Docker updates

Quay Integration

(Read on if you build components for KBC, feel free to go on with your life if you don't):

Our technically brave customers and partners might have noticed an outage in DockerHub automated build system that affected our docker-based components on the 16th and 17th of November. We were not happy with Docker's (lack of) communication regarding this outage. To prevent from similar occurrences in the future (and to provide alternative) we have implemented integration with Quay as well. Quay provides the same functionality as DockerHub, offering nicer UI on top of it. In case a future DockerHub outage affects you in any way, you can switch your images to Quay and we can hot-swap component configuration.

Support for image tags

On November 9th DockerHub changed default tag of the latest automated image build from latest to master (branch name). When adding a Docker image as a component in Keboola Connection you can now choose which tag will be pulled from the repository.

Curious about Docker integration in Keboola Connection? You can build your own (data) apps and run them on our infrastructure, read more here.


Configuration encryption

To address security of passwords and other components that require stronger protection, KBC now allows to encrypt certain values in stored configurations. All attributes prefixed with a hashmark sign (#) are automatically encrypted during save. The key is derived from the used component and project and there are no means in any UI or API to decrypt the value. The original value is available only internally and only to the app during its runtime.

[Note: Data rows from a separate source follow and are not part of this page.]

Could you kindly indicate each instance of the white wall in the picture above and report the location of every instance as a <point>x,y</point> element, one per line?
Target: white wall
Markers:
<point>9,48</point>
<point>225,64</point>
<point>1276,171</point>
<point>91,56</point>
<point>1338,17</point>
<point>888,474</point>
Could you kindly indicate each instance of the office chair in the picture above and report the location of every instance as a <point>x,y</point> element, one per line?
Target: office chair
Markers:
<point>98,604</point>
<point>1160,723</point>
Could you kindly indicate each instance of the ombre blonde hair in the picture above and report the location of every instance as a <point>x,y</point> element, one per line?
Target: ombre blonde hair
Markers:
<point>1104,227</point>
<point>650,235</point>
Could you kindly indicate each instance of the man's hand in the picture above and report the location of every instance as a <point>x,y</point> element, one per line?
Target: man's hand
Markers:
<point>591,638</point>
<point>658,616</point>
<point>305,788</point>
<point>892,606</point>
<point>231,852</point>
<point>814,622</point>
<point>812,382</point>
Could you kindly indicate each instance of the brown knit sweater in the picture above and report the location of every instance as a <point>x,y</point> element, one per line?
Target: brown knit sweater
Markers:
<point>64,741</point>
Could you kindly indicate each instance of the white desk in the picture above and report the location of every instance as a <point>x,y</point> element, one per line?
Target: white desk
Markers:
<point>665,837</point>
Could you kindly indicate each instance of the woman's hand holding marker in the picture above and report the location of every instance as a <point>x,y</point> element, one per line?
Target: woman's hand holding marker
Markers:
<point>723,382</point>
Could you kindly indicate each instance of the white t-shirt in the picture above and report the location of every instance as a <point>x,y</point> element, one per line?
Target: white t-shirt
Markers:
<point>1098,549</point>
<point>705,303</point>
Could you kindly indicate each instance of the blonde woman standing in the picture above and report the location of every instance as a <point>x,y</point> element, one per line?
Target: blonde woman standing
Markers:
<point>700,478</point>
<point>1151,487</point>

What does that mean? When you save your password as an encrypted attribute, even you cannot decrypt it. It becomes available only in the application and in the project it was encrypted and the values cannot be transferred to any other apps or projects. Your passwords are safe and cannot be retrieved even by user with admin rights to your KBC project.

We hope this makes you feel safer! :-)

Note to developers and tech partners: The encryption is completely transparent. You only need 2 simple things: 

  1. tell us that your component uses encryption
  2. prefix all encrypted attributes with # (eg. password => #password)

The infrastructure takes care of the rest. Your application will "see" the decrypted value.

Stopped Docker jobs

Due to a spike in AWS SPOT instances price our Docker workers were shut down around 12am UTC. This affects all jobs that are running on Docker components. We're working on fixing this issue and hope to resume all operations shortly. Thanks for your patience.

Update 04:30am UTC: All operations back to normal, all jobs should have resumed their execution. There was a minor failure with a Docker image for Generic Extractor, some of its jobs have failed with this error

User error: Container 'keboola/docker-generic-extractor:latest' failed: no such file or directory Error response from daemon: Cannot start container 08763383d5370bcdd6e1479da00ae369fe5d845c33485df5337239cc7bdd9c90: [8] System error: no such file or directory

This issue is now fixed and if you have encountered this error, please restart the job. 

Thanks for bearing with us and we're sorry for the inconvenience. 

Internal logging system failure

Our internal logging system was struck with a failure on some nodes in our infrastructure. This could lead to one of following

  • stalled jobs
  • failing jobs without any message
  • untraceable application errors

This outage lasted between 6:20am-3:00pm CEST (4:20am-1:00pm UTC / 9:20pm-7:00am PST).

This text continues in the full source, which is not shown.